For those who would develop writing in the curriculum, there is no great rocket science to making comprehension/response activities into learning pedagogies. Anything read or listened to has the basic pattern:
-Comprehension
-Elicit the moral/lesson of it
-Connect or integrate it with previous stories or real-life experiences (physical, emotional, ethical, creative, etc.)
This process doesn’t change much in terms of essentials all the way up to college work, only in depth and complexity. For example, the standard parts of an analytical college essay are:
-Summary of the main ideas (What the facts are, what the deal is)
-Interpretation (What they mean, how to look at it)
-Proposal (What we should do next, new ideas)
And at the higher level of formal research projects, it becomes:
-Review of the literature
-Research methods and analysis of the data
-Results and applications
Create a similar template for any story at any age level.

Children and especially adolescents should be encouraged to contribute materials for the library such as writing original short stories and reflections, writing down their experiences, noting humorous episodes from their days, and – importantly – reading each other’s stories or telling them dramatically. Humor will be a vital component in TEOTWAWKI society. Kids should be encouraged to draw scenes of hope and joy wherever their imaginations can find it. Book-making (for what they write and draw) is another basic and rewarding skill that can be worked into the whole process. Ink-making, carving out a quill, paper making can also be part of the curriculum because these things might in fact be needed.

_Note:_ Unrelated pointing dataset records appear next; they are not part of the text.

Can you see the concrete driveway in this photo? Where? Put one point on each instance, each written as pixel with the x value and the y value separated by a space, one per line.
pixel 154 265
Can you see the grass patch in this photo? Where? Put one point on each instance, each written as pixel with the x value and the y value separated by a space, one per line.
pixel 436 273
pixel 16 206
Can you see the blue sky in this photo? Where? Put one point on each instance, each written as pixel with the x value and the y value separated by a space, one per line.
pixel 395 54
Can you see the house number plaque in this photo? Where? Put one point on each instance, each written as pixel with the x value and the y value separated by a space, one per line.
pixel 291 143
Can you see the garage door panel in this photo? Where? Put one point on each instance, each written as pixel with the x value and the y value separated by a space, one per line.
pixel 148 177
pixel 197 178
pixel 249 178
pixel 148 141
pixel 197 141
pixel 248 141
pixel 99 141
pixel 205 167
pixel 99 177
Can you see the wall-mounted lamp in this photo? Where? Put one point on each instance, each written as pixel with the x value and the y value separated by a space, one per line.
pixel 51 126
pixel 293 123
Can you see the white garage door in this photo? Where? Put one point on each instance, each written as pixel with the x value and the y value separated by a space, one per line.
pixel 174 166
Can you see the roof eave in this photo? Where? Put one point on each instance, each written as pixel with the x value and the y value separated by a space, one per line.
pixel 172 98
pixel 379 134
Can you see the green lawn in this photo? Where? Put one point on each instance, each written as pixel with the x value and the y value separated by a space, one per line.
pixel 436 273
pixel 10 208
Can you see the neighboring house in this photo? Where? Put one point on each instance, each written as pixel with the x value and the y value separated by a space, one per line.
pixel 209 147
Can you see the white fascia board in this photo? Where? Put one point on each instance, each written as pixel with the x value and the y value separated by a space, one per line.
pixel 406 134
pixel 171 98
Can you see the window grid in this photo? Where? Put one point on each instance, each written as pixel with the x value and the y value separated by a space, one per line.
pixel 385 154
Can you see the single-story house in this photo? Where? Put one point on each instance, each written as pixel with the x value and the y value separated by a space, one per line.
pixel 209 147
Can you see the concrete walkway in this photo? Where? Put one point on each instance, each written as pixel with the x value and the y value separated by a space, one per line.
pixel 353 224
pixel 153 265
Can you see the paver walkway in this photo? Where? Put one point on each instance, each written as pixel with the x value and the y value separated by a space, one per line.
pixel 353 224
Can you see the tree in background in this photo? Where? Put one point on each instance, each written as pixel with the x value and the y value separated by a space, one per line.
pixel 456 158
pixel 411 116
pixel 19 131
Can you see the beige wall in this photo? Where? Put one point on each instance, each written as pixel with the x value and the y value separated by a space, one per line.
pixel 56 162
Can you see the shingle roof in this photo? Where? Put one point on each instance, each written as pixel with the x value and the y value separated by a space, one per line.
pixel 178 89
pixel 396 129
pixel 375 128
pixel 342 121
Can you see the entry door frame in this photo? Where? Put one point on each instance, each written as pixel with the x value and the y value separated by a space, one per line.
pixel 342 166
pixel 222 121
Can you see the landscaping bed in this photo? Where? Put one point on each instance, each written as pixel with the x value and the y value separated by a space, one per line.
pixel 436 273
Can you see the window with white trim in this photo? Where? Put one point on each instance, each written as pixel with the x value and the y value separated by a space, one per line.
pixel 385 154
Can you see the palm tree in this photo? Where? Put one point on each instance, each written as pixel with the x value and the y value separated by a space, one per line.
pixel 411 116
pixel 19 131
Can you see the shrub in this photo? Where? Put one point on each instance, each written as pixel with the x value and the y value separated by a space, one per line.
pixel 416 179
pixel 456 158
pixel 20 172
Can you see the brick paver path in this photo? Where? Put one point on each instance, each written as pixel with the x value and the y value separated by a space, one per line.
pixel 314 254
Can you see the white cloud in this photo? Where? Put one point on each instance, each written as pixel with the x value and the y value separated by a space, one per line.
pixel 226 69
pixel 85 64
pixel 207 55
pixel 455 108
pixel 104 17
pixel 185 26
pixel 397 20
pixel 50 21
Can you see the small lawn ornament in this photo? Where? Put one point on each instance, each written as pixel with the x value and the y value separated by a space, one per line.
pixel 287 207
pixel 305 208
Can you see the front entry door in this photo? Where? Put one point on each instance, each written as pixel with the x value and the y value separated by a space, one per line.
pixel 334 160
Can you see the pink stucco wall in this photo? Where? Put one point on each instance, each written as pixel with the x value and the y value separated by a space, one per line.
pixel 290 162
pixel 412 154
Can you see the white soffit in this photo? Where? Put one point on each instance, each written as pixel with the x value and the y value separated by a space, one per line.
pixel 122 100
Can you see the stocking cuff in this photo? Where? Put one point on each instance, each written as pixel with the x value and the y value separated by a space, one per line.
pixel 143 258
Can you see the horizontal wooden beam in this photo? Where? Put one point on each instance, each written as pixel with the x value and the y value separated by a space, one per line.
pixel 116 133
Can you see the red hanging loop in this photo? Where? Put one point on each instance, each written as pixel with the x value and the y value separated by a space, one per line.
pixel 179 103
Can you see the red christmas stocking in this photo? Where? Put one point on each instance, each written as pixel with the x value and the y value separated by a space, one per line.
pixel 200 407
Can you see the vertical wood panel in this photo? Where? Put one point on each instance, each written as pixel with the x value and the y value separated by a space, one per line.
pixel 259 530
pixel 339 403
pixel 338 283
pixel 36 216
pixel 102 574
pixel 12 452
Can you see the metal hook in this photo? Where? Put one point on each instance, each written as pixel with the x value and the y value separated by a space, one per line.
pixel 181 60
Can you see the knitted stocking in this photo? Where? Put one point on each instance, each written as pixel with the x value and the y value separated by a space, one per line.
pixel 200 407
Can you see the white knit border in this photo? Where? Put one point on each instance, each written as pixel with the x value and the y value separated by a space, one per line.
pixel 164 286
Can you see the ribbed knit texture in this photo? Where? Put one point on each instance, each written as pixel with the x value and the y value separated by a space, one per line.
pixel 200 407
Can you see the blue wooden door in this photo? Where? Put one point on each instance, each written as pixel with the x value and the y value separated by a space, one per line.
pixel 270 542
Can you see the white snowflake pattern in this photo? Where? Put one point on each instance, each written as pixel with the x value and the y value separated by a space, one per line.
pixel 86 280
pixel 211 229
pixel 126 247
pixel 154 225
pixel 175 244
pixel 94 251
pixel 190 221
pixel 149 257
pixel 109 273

Select your library now. Even if you don’t have children, some in your community might. Your library collection should not be too big. If each family in a community had a small library, it would make for a sufficient sharing system all put together. The library should also be portable. Having a community does not guarantee that its members will have the luxury of remaining in one place settled down. You might need to go nomadic. This lifestyle should also be somewhere in your selected stories so children can relate to it should the need arise. There are plenty of stories from nomadic cultures that help young and old alike to comprehend the life of traveling.

Traditional societies that have survived so long in natural TEOTWAWKI conditions – in Australia, Central Asia, South America, North America, Siberia, and many others right up to our day all share one thing in common with regard to the young: educating youth through stories that impart the values and character necessary to not only survival but constructive outlook and moral self-worth. It will be good for preppers to study something about existing communal groups that integrate traditional stories with living,. For example: kibbutz settlements, Amish communities, Eskimo reservations, monasteries, and other indigenous cultures around the world, both settled and nomadic, to glean information.  In such communities, things are not done frivolously. What works is kept, what doesn’t work is discarded.

This is the course of literature. What we list as ‘pretty things’ are just artifacts of survival taken out of their survival context. Real literature is that which promotes survival. It can become pretty afterwards for future generations to look back on when they are in the position of enjoying the accomplishments that their forebearers (re)built.